Nazism just happened to be posterior to Darwin's theories, but was also hugely influenced by religion as well. Jews are not a race, but a religion, and anti-Semitism has some roots in protestant authors like Martin Luther. "On the Jews and their lies" is one of the first (German) texts classified as anti-Semite. In my opinion, nazis' anti-semitism was socialist and protestant in inspiration, and "darwinist" in scientific clothing.

If you believe that the bible is somehow correct, the fact that many don't interpret it correctly (look for "christianparty" to see some awfully racist stuff, but I warn you that it is really disgusting) would not count as a point against it, only against the interpretation.

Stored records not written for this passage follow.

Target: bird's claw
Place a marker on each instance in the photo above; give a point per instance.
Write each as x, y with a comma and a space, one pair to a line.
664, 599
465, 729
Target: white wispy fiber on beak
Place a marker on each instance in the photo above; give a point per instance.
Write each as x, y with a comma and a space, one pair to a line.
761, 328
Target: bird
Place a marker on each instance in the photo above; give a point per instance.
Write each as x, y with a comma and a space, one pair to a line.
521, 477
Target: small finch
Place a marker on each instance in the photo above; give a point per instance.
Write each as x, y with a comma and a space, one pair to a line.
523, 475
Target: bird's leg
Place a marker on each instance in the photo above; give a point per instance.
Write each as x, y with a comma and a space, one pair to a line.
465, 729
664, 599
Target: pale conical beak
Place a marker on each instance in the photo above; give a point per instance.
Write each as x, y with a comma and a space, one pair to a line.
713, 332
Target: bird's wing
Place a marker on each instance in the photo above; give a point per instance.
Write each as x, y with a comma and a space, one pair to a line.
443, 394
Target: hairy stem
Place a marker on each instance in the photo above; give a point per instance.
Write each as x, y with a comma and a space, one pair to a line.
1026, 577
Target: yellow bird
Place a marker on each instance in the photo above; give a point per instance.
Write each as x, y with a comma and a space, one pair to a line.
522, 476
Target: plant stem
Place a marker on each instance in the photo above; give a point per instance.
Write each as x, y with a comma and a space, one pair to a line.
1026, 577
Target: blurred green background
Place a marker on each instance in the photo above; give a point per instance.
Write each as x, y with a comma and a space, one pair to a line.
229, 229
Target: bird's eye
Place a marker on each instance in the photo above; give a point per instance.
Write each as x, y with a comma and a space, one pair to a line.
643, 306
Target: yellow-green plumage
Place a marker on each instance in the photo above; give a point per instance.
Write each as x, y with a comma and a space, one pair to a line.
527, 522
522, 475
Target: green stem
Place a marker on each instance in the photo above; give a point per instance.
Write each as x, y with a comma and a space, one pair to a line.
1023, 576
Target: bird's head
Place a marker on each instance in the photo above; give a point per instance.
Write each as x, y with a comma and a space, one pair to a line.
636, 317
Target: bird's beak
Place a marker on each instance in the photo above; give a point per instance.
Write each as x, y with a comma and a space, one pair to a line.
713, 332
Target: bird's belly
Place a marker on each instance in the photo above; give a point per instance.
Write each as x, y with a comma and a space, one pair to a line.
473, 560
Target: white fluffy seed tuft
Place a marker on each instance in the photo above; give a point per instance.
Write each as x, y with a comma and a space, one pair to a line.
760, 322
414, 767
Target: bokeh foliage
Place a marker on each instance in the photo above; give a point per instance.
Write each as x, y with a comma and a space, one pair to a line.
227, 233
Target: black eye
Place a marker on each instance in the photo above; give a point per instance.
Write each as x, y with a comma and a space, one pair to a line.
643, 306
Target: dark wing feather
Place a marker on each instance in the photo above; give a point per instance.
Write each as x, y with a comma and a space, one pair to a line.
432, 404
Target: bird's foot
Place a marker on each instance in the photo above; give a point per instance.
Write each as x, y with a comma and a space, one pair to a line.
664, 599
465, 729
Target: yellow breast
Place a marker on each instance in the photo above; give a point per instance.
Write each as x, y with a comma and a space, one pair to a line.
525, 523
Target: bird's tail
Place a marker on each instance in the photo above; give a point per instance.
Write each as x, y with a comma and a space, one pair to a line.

Similarly with science. It's not just by concluding that there is evolution, that species are all related, that one has to conclude that the variation within our species represent people more or less worthy of living or of liberty.

Even if it was verified that there are genetic variants determining important variation between groups of people (a theoretical observation that does not even depends on accepting evolution/common ancestry or natural selection) it would not imply that is correct to have different rights based on it, just like non-genetic differences, by malnutrition, disease or lack of training/education do not.

The facts of life don't dictate norms of morality by themselves, people can create different moral point of view to deal with the same facts. At the same time that one could defend genocide based on evolution (or by the bible, "shall not allow a witch to live", and things like that), one could also defend that we should not only not be racists, but we should extend somewhat our "humanity" to other animals, avoiding animal cruelty whenever possible. Not because we're related, but because we have brains, capable of suffering.



And to finish, it's interesting to read some excerpts of Darwin on the issue of race here:

http://wiki.cotch.net/index.php/Darwin_himself_was_racist


Pretty enlightened for his time, I think.